Lors d’une de ses sorties médiatiques après son arrivée au Premier ministère, Apollinaire Kyèlem de Tambèla informait que des leaders d’Organisations de la société civile « sont venus nous voir » et ont demandé de leur donner de l’argent pour qu’elles organisent des manifestations de soutien à la transition. Naturellement avait-il, « nous n’avons pas d’argent pour ça ».
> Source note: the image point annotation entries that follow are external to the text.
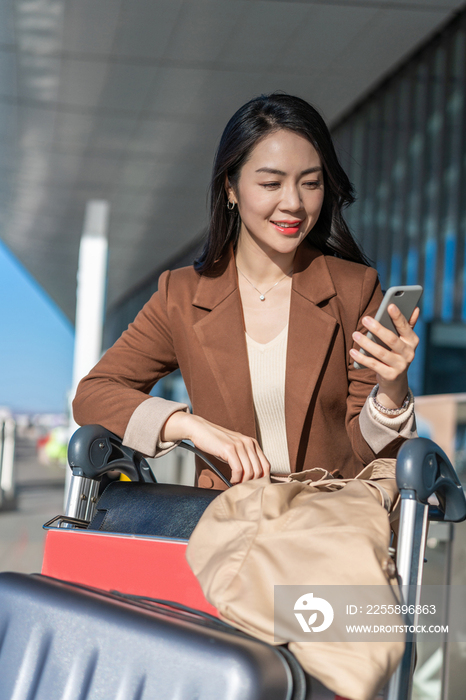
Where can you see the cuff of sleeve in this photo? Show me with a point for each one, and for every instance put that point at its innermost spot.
(379, 430)
(143, 430)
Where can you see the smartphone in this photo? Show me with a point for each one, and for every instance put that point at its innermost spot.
(406, 298)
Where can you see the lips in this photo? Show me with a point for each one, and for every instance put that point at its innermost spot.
(287, 227)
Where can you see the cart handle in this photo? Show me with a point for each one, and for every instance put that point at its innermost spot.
(423, 467)
(93, 451)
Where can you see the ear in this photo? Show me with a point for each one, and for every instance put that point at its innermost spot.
(229, 190)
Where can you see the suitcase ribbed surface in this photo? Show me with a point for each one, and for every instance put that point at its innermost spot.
(59, 642)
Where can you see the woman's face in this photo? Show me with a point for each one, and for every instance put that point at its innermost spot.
(280, 192)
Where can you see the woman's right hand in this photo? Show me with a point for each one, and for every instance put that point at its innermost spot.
(243, 454)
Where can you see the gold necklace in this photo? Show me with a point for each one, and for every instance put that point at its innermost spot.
(262, 295)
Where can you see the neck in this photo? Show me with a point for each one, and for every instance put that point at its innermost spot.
(262, 266)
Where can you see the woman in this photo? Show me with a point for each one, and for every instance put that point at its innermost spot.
(262, 326)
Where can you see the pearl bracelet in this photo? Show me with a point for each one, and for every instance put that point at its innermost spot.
(392, 412)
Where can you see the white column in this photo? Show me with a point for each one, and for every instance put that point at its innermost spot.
(90, 297)
(7, 484)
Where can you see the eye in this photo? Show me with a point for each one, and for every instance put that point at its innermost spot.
(270, 185)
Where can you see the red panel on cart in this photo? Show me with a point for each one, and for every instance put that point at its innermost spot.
(137, 565)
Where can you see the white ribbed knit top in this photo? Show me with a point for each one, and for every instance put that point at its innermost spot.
(267, 365)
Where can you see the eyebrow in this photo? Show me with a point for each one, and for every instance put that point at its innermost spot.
(273, 171)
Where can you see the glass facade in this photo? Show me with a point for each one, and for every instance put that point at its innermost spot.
(404, 148)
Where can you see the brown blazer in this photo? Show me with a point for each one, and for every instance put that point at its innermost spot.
(195, 322)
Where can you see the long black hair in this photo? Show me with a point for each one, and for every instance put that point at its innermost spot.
(252, 122)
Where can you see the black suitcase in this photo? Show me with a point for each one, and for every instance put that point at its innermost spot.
(59, 641)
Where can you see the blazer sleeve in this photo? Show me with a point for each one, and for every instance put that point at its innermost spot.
(370, 439)
(115, 393)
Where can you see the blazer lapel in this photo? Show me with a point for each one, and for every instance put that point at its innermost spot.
(221, 333)
(311, 331)
(310, 335)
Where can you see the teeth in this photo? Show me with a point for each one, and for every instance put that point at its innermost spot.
(277, 223)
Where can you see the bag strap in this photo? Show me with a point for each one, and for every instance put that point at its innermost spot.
(190, 447)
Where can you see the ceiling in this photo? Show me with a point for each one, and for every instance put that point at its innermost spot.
(125, 100)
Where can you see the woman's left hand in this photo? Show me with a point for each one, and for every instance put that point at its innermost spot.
(391, 365)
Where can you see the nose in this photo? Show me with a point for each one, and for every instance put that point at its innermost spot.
(291, 200)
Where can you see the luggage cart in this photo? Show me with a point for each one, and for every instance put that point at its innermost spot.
(64, 633)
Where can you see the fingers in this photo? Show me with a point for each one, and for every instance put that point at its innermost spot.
(392, 361)
(242, 453)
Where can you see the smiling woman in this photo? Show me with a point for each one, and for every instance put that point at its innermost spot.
(262, 325)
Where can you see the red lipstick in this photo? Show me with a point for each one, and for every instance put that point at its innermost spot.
(288, 228)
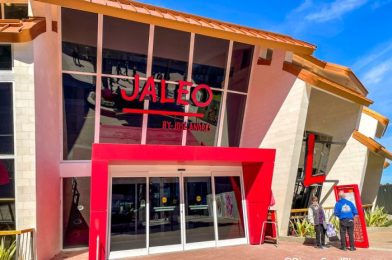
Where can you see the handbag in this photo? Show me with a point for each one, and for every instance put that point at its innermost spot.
(331, 232)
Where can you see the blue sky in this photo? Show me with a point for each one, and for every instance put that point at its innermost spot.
(354, 33)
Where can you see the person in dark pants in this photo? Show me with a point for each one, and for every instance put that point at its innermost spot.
(316, 216)
(346, 211)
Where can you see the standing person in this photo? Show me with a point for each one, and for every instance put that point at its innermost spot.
(316, 216)
(345, 211)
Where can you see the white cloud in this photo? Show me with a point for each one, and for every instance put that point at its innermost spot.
(378, 4)
(377, 73)
(334, 10)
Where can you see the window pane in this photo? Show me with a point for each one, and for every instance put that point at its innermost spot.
(7, 194)
(165, 222)
(117, 126)
(203, 130)
(125, 46)
(5, 57)
(199, 216)
(232, 126)
(171, 52)
(6, 119)
(15, 11)
(165, 129)
(76, 211)
(209, 61)
(79, 32)
(229, 207)
(79, 116)
(241, 63)
(128, 219)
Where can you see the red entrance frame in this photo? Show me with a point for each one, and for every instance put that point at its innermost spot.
(257, 165)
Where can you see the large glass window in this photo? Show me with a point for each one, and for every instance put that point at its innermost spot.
(76, 212)
(7, 194)
(118, 126)
(159, 116)
(15, 11)
(125, 46)
(171, 52)
(78, 116)
(241, 63)
(209, 61)
(79, 35)
(5, 57)
(6, 119)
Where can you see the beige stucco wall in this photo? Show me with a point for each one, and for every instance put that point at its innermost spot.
(275, 118)
(22, 77)
(337, 118)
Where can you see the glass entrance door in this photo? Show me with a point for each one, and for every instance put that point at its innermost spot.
(128, 214)
(199, 210)
(175, 211)
(165, 218)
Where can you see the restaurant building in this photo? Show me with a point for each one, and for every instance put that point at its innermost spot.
(133, 129)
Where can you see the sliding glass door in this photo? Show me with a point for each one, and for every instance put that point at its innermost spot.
(171, 212)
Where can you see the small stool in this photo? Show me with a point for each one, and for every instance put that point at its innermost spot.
(274, 239)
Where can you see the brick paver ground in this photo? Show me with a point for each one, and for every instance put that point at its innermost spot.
(286, 250)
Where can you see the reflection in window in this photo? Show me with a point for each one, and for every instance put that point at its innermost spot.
(5, 57)
(241, 63)
(171, 52)
(232, 125)
(322, 148)
(15, 11)
(79, 115)
(229, 207)
(6, 122)
(7, 194)
(209, 118)
(79, 35)
(125, 46)
(117, 126)
(165, 129)
(76, 212)
(209, 61)
(128, 214)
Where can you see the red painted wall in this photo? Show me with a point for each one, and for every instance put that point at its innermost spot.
(257, 171)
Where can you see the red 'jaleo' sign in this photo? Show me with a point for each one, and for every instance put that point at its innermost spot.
(149, 90)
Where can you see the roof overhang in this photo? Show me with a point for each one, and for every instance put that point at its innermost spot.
(325, 84)
(16, 31)
(372, 145)
(341, 74)
(383, 121)
(140, 12)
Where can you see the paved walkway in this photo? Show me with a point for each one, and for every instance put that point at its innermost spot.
(285, 251)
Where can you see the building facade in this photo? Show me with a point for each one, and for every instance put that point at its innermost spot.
(132, 129)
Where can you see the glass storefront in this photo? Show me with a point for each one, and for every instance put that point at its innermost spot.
(147, 212)
(79, 116)
(76, 212)
(161, 99)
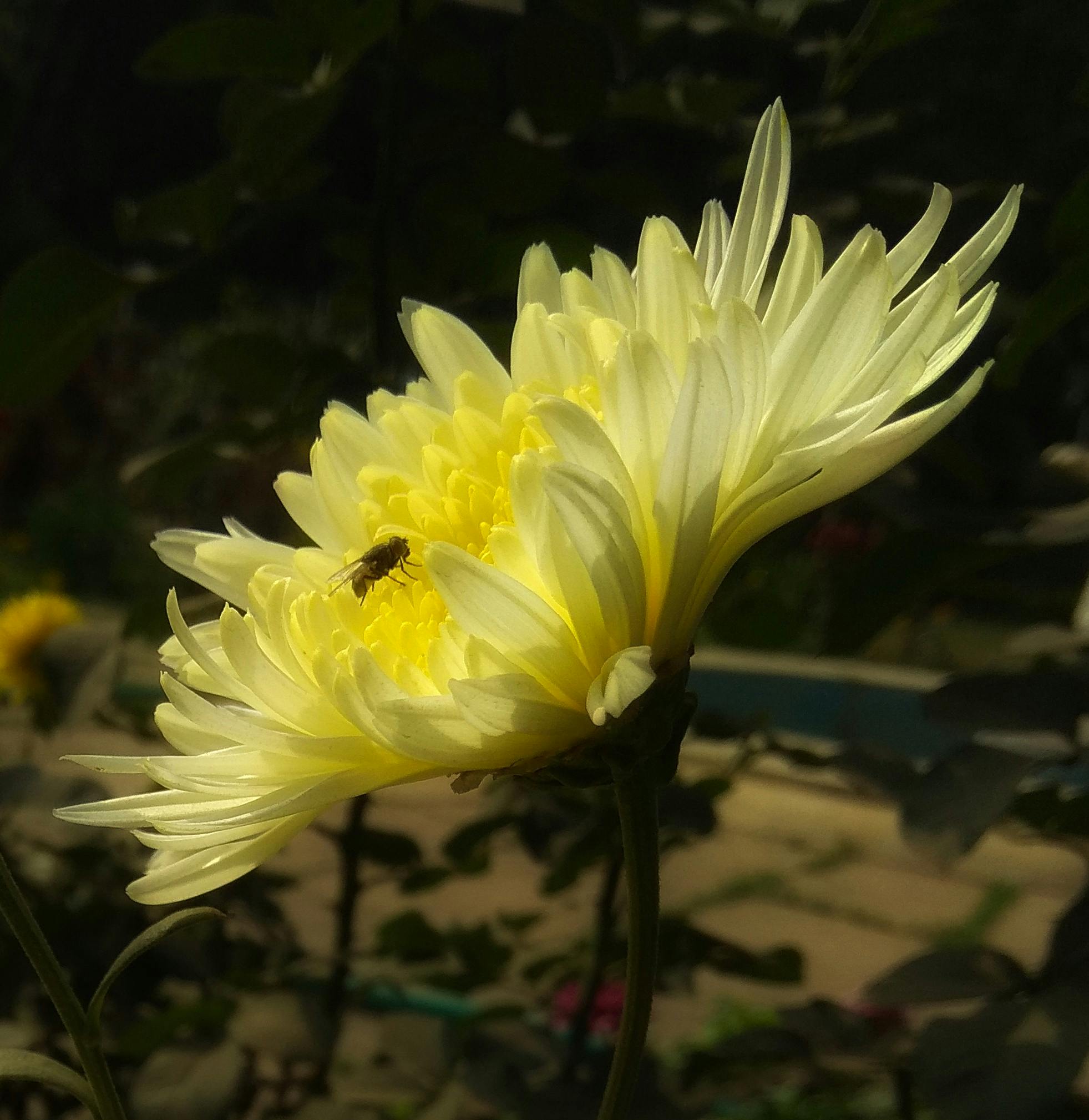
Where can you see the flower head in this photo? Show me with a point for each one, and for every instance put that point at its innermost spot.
(26, 623)
(571, 518)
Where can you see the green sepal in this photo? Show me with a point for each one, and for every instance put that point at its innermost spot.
(139, 946)
(644, 741)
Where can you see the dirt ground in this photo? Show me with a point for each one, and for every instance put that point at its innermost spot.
(793, 862)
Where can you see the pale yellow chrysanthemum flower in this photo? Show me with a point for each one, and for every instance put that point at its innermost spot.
(26, 623)
(572, 517)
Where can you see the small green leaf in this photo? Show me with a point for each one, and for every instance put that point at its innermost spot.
(52, 312)
(269, 130)
(948, 975)
(26, 1066)
(227, 46)
(468, 847)
(390, 849)
(410, 938)
(139, 946)
(190, 213)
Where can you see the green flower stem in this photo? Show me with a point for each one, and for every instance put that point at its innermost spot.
(599, 961)
(637, 800)
(28, 934)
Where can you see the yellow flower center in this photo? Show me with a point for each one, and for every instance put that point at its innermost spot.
(459, 495)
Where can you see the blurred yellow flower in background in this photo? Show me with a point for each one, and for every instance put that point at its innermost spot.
(571, 518)
(26, 623)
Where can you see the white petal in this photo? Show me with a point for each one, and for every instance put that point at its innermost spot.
(637, 403)
(224, 565)
(908, 255)
(579, 294)
(744, 360)
(205, 870)
(539, 279)
(545, 351)
(595, 518)
(688, 486)
(668, 284)
(625, 677)
(972, 261)
(797, 277)
(185, 735)
(612, 278)
(305, 709)
(433, 730)
(966, 325)
(297, 493)
(502, 611)
(711, 244)
(515, 703)
(447, 349)
(584, 442)
(920, 332)
(760, 210)
(833, 335)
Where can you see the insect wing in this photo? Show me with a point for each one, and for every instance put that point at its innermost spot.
(342, 576)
Ce qui veut dire deux choses. D’abord « tout étant urgent » et la priorité de la transition étant de chercher les moyens (tous les moyens) pour lutter contre le terrorisme, il n’est donc pas question de dilapider les maigres ressources de la nation dans des manifestations inutiles. Ensuite, le Premier ministre signifiait par ces propos qu’en réalité, la transition n’a pas besoin de soutien à travers des manifestations dans la rue. Car, peut-on comprendre, ce n’est pas la rue qui a fait le coup d’État, ce n’est donc pas à la rue d’imposer et d’imprimer la cadence. Malheureusement, le vers était déjà dans le fruit si bien qu’aujourd’hui, la transition est prise dans son propre piège, à la limite, congénital.
Les manifestations organisées au moment même où se déroulait le coup d’État du 30 au 2 octobre étaient déjà le mauvais signe que lorsqu’on parvient au pouvoir par la rue, on risque de diriger par la rue. C’est ce que vit la transition en ce moment. Ce qui est dangereux car en aucun cas, la rue dont les revendications ne sont pas toujours réfléchies, muries et homogènes, ne peut servir de boussole à un pouvoir. Notamment quand il s’agit d’une transition comme celle qui est en cours actuellement et dont les objectifs sont bien connus : restaurer l’intégrité territoriale du pays en le libérant des groupes armés terroristes et refonder la gouvernance. Qui est donc l’auteur des manifestations et à qui profitent-elles ? Quand on sait que le pouvoir militaire à son arrivée a suspendu les activités des partis politiques et des organisations de la société civile, on peut, naïvement, estimer qu’il n’en est ni l’instigateur ni le financier. Mais comme il ne dit rien et laisse faire, on peut aussi, naïvement, l’accuser d’en être le commanditaire. Si tel est le cas, à quelle fin ?
Le pouvoir militaire de la transition est un pouvoir de fait. Qu’on manifeste pour le soutenir ou pas, il l’est déjà. La seule et intelligible manifestation à tenir, c’est celle de répondre aux objectifs de la transition. Autrement, les moyens financiers et logistiques qui sont mobilisés aujourd’hui pour organiser toutes ces manifestations dans le but de soutenir la transition pouvaient servir d’effort de guerre pour soutenir les Volontaires pour la défense de la patrie qui donnent leurs vies sur le théâtre des opérations pour défendre la patrie. En outre, l’un des principaux dangers de ces manifestations, est leur glissement vers la religion. Le pouvoir de la transition est-il un pouvoir religieux ? Est-ce par la religion qu’il veut diriger et se maintenir au pouvoir ? Il faut vite clarifier tout cela avant qu’il ne soit trop tard.